Aussi longtemps que les pays développés feront le choix de la démocratie (« gouvernement du peuple, par le peuple »), ils se doivent d’appliquer à la lettre ses principes élémentaires, à savoir que le gouvernement doit être sous le contrôle permanent du peuple, par la démocratie directe. Par le biais du recours, toujours effectivement possible, à un référendum d’initiative populaire.

Celui-ci doit permettre :

1) de censurer une loi votée (à Paris ou à Bruxelles) ;
2) d’obliger l’exécutif et le législatif à se saisir d’une question qu’ils au­raient « oubliée » ;
3) de démettre de ses fonctions toute personne détentrice d’une parcelle d’autorité publique déléguée provisoirement par le peuple souverain, en cas de forfaiture.
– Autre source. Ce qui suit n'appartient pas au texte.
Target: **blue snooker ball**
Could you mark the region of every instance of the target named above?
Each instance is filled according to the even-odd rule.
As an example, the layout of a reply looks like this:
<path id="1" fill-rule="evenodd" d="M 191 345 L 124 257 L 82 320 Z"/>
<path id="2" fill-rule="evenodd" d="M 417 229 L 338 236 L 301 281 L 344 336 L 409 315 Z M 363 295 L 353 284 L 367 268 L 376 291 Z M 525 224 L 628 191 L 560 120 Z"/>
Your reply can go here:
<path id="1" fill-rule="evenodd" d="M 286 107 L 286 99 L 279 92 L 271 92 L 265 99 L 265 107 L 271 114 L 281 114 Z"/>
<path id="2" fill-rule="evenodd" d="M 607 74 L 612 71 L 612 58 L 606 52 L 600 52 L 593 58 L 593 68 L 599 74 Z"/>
Au regard d’un tel régime, vraiment démocratique, le recours au référendum d’initiative gouvernementale n’est qu’un pâle pis-aller.
Si les pays européens étaient dotés d’un tel système, leurs gouvernements seraient un peu moins dans les mains de l’oligarchie et un peu plus en phase avec leurs opinions. Comme en Suisse…
Aurions-nous eu l’euro ?

Nous n’aurions eu, en tout cas, ni la Constitution européenne (rejetée en France en 2004), ni le traité de Lis­bonne (adopté en 2007, dans le dos du peuple).
Nous n’aurions pas eu à soutenir la Grèce.
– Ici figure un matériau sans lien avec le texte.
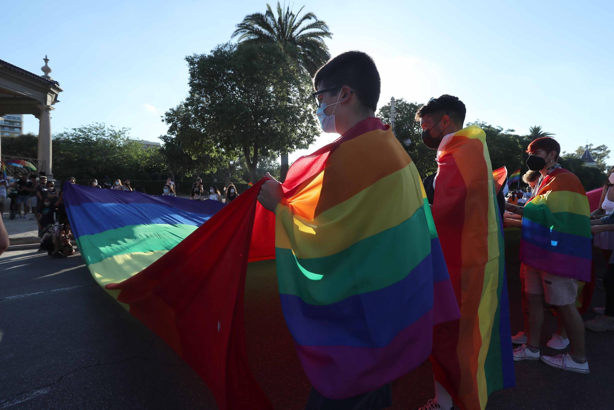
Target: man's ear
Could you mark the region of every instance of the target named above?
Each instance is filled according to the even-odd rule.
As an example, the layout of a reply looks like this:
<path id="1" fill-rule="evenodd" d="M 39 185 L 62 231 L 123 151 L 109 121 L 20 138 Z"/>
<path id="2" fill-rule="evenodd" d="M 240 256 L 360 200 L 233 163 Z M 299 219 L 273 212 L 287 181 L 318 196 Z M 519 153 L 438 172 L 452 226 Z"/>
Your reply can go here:
<path id="1" fill-rule="evenodd" d="M 339 96 L 340 102 L 345 102 L 348 99 L 349 99 L 349 96 L 351 94 L 353 94 L 354 91 L 347 85 L 344 85 L 341 87 L 341 90 L 340 91 L 341 95 Z"/>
Les contribuables auraient été en mesure d’imposer, depuis longtemps, des décisions de bonne gestion (comme en Suisse, toujours).
Au moment où j’écris ces lignes, les marchés financiers semblent se réjouir que les Grecs puissent ne pas être consultés sur le plan de rigueur qui est la contrepartie de l’aide que les autres pays de la zone euro tiennent à leur imposer.
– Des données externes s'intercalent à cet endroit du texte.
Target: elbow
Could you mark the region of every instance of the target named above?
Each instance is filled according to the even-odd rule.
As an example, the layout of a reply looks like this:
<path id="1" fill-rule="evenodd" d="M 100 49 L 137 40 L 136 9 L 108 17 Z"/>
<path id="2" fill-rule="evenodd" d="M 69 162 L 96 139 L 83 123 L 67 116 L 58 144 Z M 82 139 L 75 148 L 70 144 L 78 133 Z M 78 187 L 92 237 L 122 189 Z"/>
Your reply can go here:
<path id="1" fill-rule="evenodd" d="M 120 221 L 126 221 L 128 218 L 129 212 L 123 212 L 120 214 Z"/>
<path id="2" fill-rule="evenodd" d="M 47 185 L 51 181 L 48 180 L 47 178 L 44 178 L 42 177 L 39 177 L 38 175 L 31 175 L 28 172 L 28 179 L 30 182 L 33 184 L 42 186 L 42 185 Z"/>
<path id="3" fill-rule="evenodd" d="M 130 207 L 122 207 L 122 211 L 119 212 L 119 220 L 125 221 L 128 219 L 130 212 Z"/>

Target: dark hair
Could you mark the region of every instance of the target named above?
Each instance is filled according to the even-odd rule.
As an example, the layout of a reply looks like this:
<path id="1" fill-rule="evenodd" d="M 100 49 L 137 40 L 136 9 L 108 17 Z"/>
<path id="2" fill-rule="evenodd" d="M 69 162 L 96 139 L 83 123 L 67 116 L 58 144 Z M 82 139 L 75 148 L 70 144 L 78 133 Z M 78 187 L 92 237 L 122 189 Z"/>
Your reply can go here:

Cet instantané démontre, s’il en était besoin, que la sphère financière tout entière marche sur la tête, droguée qu’elle est à la fausse monnaie. Elle est accrochée à sa bulle comme un fêtard au bar du Titanic !

La preuve : les marchés souhaiteraient, dit-on, que la Banque centrale européenne puisse, sans limites, non seulement racheter des titres des dettes souveraines de tous les pays de la zone euro, mais aussi en acheter directement à l’émission, comme il est arrivé à la FED (la banque centrale américaine) de le faire pour les émissions du Trésor américain.
C’est ce qu’ils appellent joliment « faire de la BCE une banque de dernier ressort ».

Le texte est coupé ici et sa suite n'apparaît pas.